# What's cooking this weekend?



## Captain Morgan (Sep 9, 2005)

2 butts for me, trying a new rub I made, final adjustments for Smoke on the Beach.


----------



## Finney (Sep 9, 2005)

You go Boy.  
Just a boatload of driving for me this weekend.  Just like the past (I don't remember how many) weekends.
One day I'm gonna have to stop doing this.


----------



## Finney (Sep 9, 2005)

Is that rub just on 'naked' butts, are did you use mustard or woos-ty on there first?


----------



## Pigs On The Wing BBQ (Sep 9, 2005)

12 butts for me.


----------



## Guest (Sep 9, 2005)

Pigs On The Wing BBQ said:
			
		

> 12 butts for me.


You making Beer Butts???  :grin:  :grin:  I see a bunch of Labatt Blue cans in that pic ~ _Light_ at that!! #-o


----------



## Captain Morgan (Sep 9, 2005)

mustard on these, I've never used woos.  I just can't imagine that flavor on pork, but I know a lot of people do it.  Guess I'll try it one day.

Anyway, it's a new rub and I trimmed these more than usual to get a little more bark.  Rubbed, slathered in mustard, rubbed again.  We'll see.


----------



## Pigs On The Wing BBQ (Sep 9, 2005)

The Joker said:
			
		

> [quote="Pigs On The Wing BBQ":1mr7huue]12 butts for me.

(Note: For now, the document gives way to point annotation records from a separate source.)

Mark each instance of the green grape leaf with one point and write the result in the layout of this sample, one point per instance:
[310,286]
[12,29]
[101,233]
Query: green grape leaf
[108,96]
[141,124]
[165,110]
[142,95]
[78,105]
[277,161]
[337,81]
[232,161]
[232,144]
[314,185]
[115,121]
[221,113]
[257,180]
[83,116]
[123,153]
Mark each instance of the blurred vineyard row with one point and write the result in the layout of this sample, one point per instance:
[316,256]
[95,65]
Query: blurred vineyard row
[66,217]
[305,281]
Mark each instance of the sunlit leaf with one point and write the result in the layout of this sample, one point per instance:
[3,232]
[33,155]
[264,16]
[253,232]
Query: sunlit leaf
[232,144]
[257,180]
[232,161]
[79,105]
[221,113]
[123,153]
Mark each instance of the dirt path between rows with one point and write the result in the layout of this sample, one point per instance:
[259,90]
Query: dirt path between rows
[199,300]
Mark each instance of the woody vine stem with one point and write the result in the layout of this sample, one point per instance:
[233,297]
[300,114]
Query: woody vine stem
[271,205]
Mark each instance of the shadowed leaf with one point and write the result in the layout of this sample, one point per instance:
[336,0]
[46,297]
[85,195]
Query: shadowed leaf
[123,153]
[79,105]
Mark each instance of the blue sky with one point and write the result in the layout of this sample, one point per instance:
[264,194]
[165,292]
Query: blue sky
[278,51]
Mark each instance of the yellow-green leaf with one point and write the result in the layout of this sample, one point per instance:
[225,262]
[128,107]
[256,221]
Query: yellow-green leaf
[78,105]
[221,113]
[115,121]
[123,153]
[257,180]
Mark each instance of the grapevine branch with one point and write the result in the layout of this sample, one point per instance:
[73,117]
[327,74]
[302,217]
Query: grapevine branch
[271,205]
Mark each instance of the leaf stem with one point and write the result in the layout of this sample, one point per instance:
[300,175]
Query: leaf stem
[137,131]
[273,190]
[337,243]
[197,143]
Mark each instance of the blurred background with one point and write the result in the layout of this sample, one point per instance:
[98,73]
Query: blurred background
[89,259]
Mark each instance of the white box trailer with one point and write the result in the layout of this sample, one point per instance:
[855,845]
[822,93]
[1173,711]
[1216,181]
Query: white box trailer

You making Beer Butts???  :grin:  :grin:  I see a bunch of Labatt Blue cans in that pic ~ _Light_ at that!! #-o[/quote:1mr7huue]  No Beer Butts, This one is kind of a freebie for our local Senior origination. They just pay for the butts and I cook them. They are vending tomorrow at the last of the year car show. There a good bunch of granny's, I think they need a new BINGO machine.


----------



## Captain Morgan (Sep 9, 2005)

Good for you.  BBQ to help people is a great way to spend the night.


----------



## Finney (Sep 9, 2005)

That, and a bottle of Bourbon.


----------



## Pigs On The Wing BBQ (Sep 10, 2005)

Butts are coming along good, (lot's of wind last night) Pics to fallow. A little tough with temps, So I said, Heck with thermometers and went by WAG, And experience. Time will tell.


----------



## Captain Morgan (Sep 10, 2005)

well I can't taste the mustard after smoking, so I just use the cheap stuff.


----------



## Captain Morgan (Sep 10, 2005)

mine are at 169.  College football and freshly rendered pork....it's gonna be a great day.


----------



## Pigs On The Wing BBQ (Sep 10, 2005)

Well, It's all over now. (thank goodness) The wind played a little hell with me last night, Had three butts that came out a little dry. We were busy so no time for pics. Nothing like a half dozen granny's bickering on how to do things. Took in a little less than a thousand dollars so they were happy. I got busted for a beer by the chamber police. The granny's sent him packing. Sure was funny. Had alot of fun too.


----------



## Guest (Sep 10, 2005)

I've had butts that were slooooowww like that.  That there's why they say "It's done when it's done!"  I've found that usually on slower butts like that, they'll not get to your expected finish temp, 195 or 200°.  Keep an eye on them and maybe do the bone wiggle check in a little bit.  :!:


----------



## Jack W. (Sep 10, 2005)

I'm working a new Mojo Criollo recipe for chicken this weekend.  I'm tired of tired chicken.  It's time to step up and corner this rascal.  If the weather holds and OPhie stays out to sea they will be on the WSM tomorrow.  =D> 


Good Q!

Jack


----------



## Griff (Sep 11, 2005)

I had my first trial of Rev. Marvins on chicken on the gasser. I'm glad I tried it. It's a mustard sauce and I'd never tried one before and definately will use again. Just put two butts on the WSM for an overnighter. I got Fatz's Pig Powder on one and my regular on the other.

Griff


----------



## Griff (Sep 11, 2005)

Glock

I got my Pig Powder last Monday or Tuesday. First trial is tonight.

Griff


----------



## Jack W. (Sep 11, 2005)

Griff said:
			
		

> I had my first trial of Rev. Marvins on chicken on the gasser. I'm glad I tried it. It's a mustard sauce and I'd never tried one before and definately will use again. Just put two butts on the WSM for an overnighter. I got Fatz's Pig Powder on one and my regular on the other.
> 
> Griff



I'm working with Rev's too.  I've found a few good applications including pulled pork.  Not bad on chicken.  Really good on pork chops and pork loin.   The hot is hot and makes a pretty good honey mustard chicken wing.  

Goood Q!

Jack


----------